This could be a big issue if all the data is wiped from an important institution like a bank, according to Cutler, especially if important data that gets wiped isn’t backed up anywhere. The worst-case-scenarios of these cyberattacks could result in disruption to major elements of our society, Cutler warned.
‘A lot of people think, Well, who’s going to want to hack my computer? But they don’t realize that when the banks get hit, they can’t get access to their money,’ he said.
‘Maybe the power grid gets shut down or the water treatment plants get contaminated. Those are all things that happen in cyberspace. It can affect us in the real world, because everything now is interconnected.’
But a cyberattack doesn’t have to be that severe to have an impact. Something that could affect the lives of individual Ukrainians, or individual Canadians, is what Loschmann called ‘patriotic motivated hackers.’
‘These attacks are more or less indiscriminate, and the attackers might just choose a victim of opportunity. And that might be you as an individual, or that might be you as a very small business owner, really just looking to find any target or any victim that’s out there,’ Loschmann said.
Often these hackers will try to ‘discredit or embarrass’ their victims through methods like defacing websites or disrupting the victims’ ability to conduct business or live their lives as they normally would.
One of the more disconcerting elements of Russia’s cyber attack capabilities, Loschmann added, may have already been accomplished — accessing systems but then lying dormant.
‘Consider that Russia is one of the most sophisticated and capable cyber threat actors in the world,’ he said.
‘You have to avoid…there is potential to be overly dramatic here, but it’s important to think about what options might already be at the disposal of the Russian government and with the ever increasing sanctions, what might provoke them to trigger some of them?’
How can you beef up your cyber defenses?
With the threat of Russian cyberattacks looming, experts say it’s as good of a time as ever to ensure your online presence is secured.
Some of the things you can do are quite basic. Give yourself a strong password, and enable two-factor authentication, so you get a code sent to your phone before logging into a device or account.
‘Let’s take an example: I had a great day at work, 2022, exclamation point. Pretty simple phrase. All you do is remove the spacing, capitalize each word, and that password alone will take ten years to crack,” Cutler said.
Passwords can be guessed, Cutler explained, especially with the help of online quizzes that ask you identifying information, such as the name of your childhood pet, or your favorite color.
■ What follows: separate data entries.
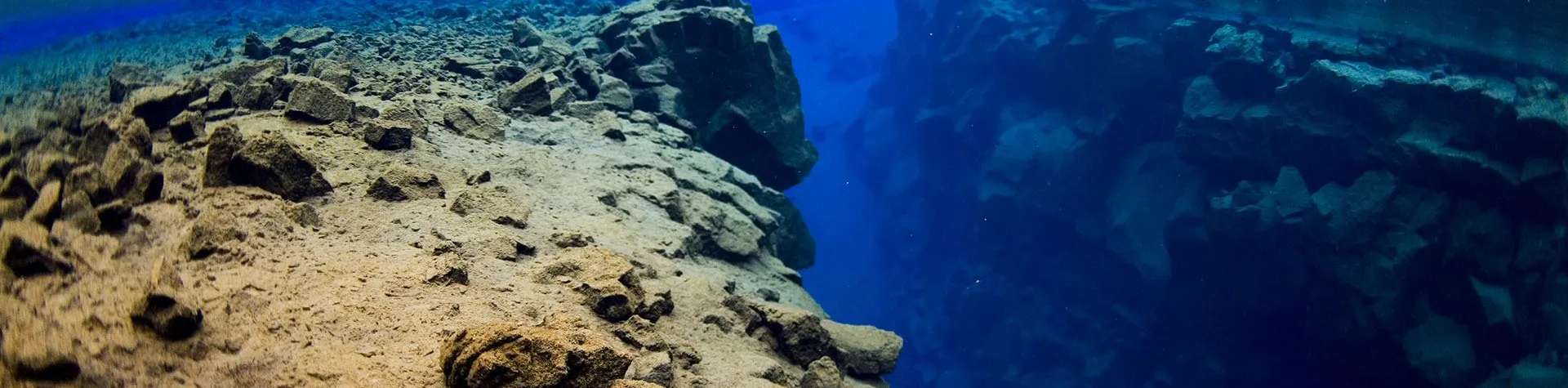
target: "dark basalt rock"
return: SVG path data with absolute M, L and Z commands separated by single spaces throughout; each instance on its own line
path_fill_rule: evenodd
M 718 3 L 677 8 L 695 5 L 659 2 L 660 11 L 607 19 L 597 38 L 615 55 L 605 69 L 632 83 L 637 108 L 691 123 L 704 149 L 767 187 L 789 189 L 817 162 L 817 149 L 804 138 L 789 52 L 776 28 L 754 25 L 748 8 Z M 607 101 L 624 99 L 618 88 L 612 83 L 615 94 Z
M 332 192 L 315 163 L 278 134 L 245 138 L 238 127 L 221 126 L 207 140 L 205 165 L 207 187 L 254 185 L 290 201 Z

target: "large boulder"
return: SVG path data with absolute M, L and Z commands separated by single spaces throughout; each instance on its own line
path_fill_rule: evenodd
M 289 93 L 284 115 L 320 123 L 348 121 L 354 118 L 354 102 L 325 80 L 303 77 Z
M 235 126 L 221 126 L 207 140 L 207 187 L 254 185 L 290 201 L 332 192 L 315 162 L 279 134 L 246 138 Z
M 655 2 L 607 17 L 597 38 L 613 55 L 601 63 L 632 83 L 637 108 L 690 123 L 709 152 L 789 189 L 817 163 L 790 55 L 778 28 L 757 27 L 750 8 L 717 3 Z

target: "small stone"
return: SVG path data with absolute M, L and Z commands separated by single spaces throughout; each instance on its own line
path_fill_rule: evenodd
M 593 236 L 585 236 L 577 231 L 552 232 L 550 242 L 560 248 L 582 248 L 593 245 Z
M 27 217 L 24 218 L 38 225 L 53 223 L 55 218 L 60 217 L 60 181 L 44 184 L 44 187 L 38 190 L 38 199 L 34 199 L 33 206 L 27 209 Z
M 458 215 L 472 215 L 517 229 L 527 228 L 528 215 L 533 214 L 532 206 L 527 203 L 519 201 L 508 192 L 489 187 L 458 193 L 458 198 L 452 199 L 450 209 Z
M 141 302 L 136 314 L 130 316 L 130 322 L 157 333 L 158 338 L 185 341 L 201 330 L 202 313 L 174 300 L 174 297 L 151 294 Z
M 800 388 L 844 388 L 844 375 L 839 374 L 839 366 L 833 363 L 833 358 L 817 358 L 800 377 Z
M 464 137 L 489 141 L 500 141 L 506 138 L 505 126 L 508 119 L 485 105 L 474 102 L 450 104 L 442 112 L 441 118 L 444 119 L 447 129 L 452 129 Z
M 478 173 L 475 176 L 470 176 L 469 178 L 469 185 L 480 185 L 480 184 L 486 184 L 489 181 L 491 181 L 491 173 L 489 171 L 483 171 L 483 173 Z
M 403 121 L 370 119 L 365 123 L 364 138 L 375 149 L 409 149 L 414 146 L 414 126 Z
M 31 221 L 0 225 L 0 258 L 16 276 L 66 275 L 74 265 L 50 250 L 49 228 Z
M 626 375 L 632 380 L 643 380 L 663 386 L 670 386 L 676 380 L 676 372 L 671 366 L 668 352 L 652 352 L 638 357 L 632 361 L 632 368 L 626 371 Z
M 334 123 L 354 118 L 354 102 L 343 93 L 320 79 L 303 77 L 289 93 L 289 105 L 284 115 L 299 119 Z
M 276 44 L 274 52 L 284 52 L 284 53 L 287 53 L 292 49 L 310 49 L 310 47 L 315 47 L 315 46 L 320 46 L 320 44 L 332 41 L 332 35 L 336 35 L 336 33 L 337 31 L 334 31 L 332 28 L 326 28 L 326 27 L 315 27 L 315 28 L 295 27 L 295 28 L 289 28 L 287 33 L 284 33 L 282 36 L 278 36 L 278 44 Z
M 108 102 L 124 102 L 132 91 L 158 83 L 152 66 L 141 63 L 116 63 L 108 69 Z
M 447 269 L 447 272 L 442 272 L 441 275 L 431 276 L 430 280 L 425 280 L 425 283 L 441 284 L 441 286 L 452 286 L 452 284 L 467 286 L 469 284 L 469 270 L 466 270 L 466 269 Z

They also can be leaked on the dark web, where hackers can find them and access any of your accounts that use the same password.
It’s also smart to keep your systems updated, he added, so any security vulnerabilities are patched, and to avoid clicking links in emails without carefully verifying that it’s actually from someone you know.
As for the Canadian government’s role in all of this, the Communications Security Establishment (CSE) confirmed to Global News that it ‘has been tracking cyber threat activity associated with the current crisis (in Ukraine).’
And while the CSE’s Cyber Centre said it ‘is not aware of any current specific threats to Canadian organizations in relation to events in and around Ukraine,’ there has been a ‘historical pattern of cyber attacks on Ukraine having international consequences.’
While the scale of those potential consequences could be ‘daunting,’ according to Loschmann, it’s important not to lose perspective of the fact that cyberattacks will likely focus on businesses.
‘That said, individuals or groups of patriotic hackers may seek to instill chaos against any victim they can find online. So do the basics at home, take cyber security seriously and remain vigilant, and remember you still have a role in cyber security at your place of work as well,’ he said.
Being vigilant, ‘Will make a difference.’
Oddly, as we were writing this article, we received an email from Malwarebytes. In it they wrote, “Following the invasion of Ukraine, the cybersecurity community is watching diligently for any increase in cyberattacks or a change in their nature.
As we’ve seen with previous global crises, cybercriminals will often use these times of fear and uncertainty to advance their goals. There is also a danger that cyberattacks conducted as part of the conflict will affect people and organizations outside the region.
To our valued customers around the world, we urge you to take steps to ensure you’re protected; to use caution when browsing online and interacting with email, and understand the potential cybersecurity impacts of Russia’s invasion of Ukraine. For additional information on how to protect your data and privacy, we recommend this guidance.
On a final note, Adaptive was recently approached by a business owner – with offices in Northern New Brunswick and Newfoundland – who was inquiring about our cyber security plans. He’d had a diagnostic review from BDC – which is similar to our approach – and they said one of the biggest items they needed to focus on is Cyber Security.
The take-away from this example is two-fold: 1) if you feel that Adaptive is pushing their own agenda (the importance of cyber security for ALL businesses), then have an independent assessment about your business. 2) There are very few cyber security experts in this region. Don’t wait until it’s too late to secure Adaptive as your cyber security partner.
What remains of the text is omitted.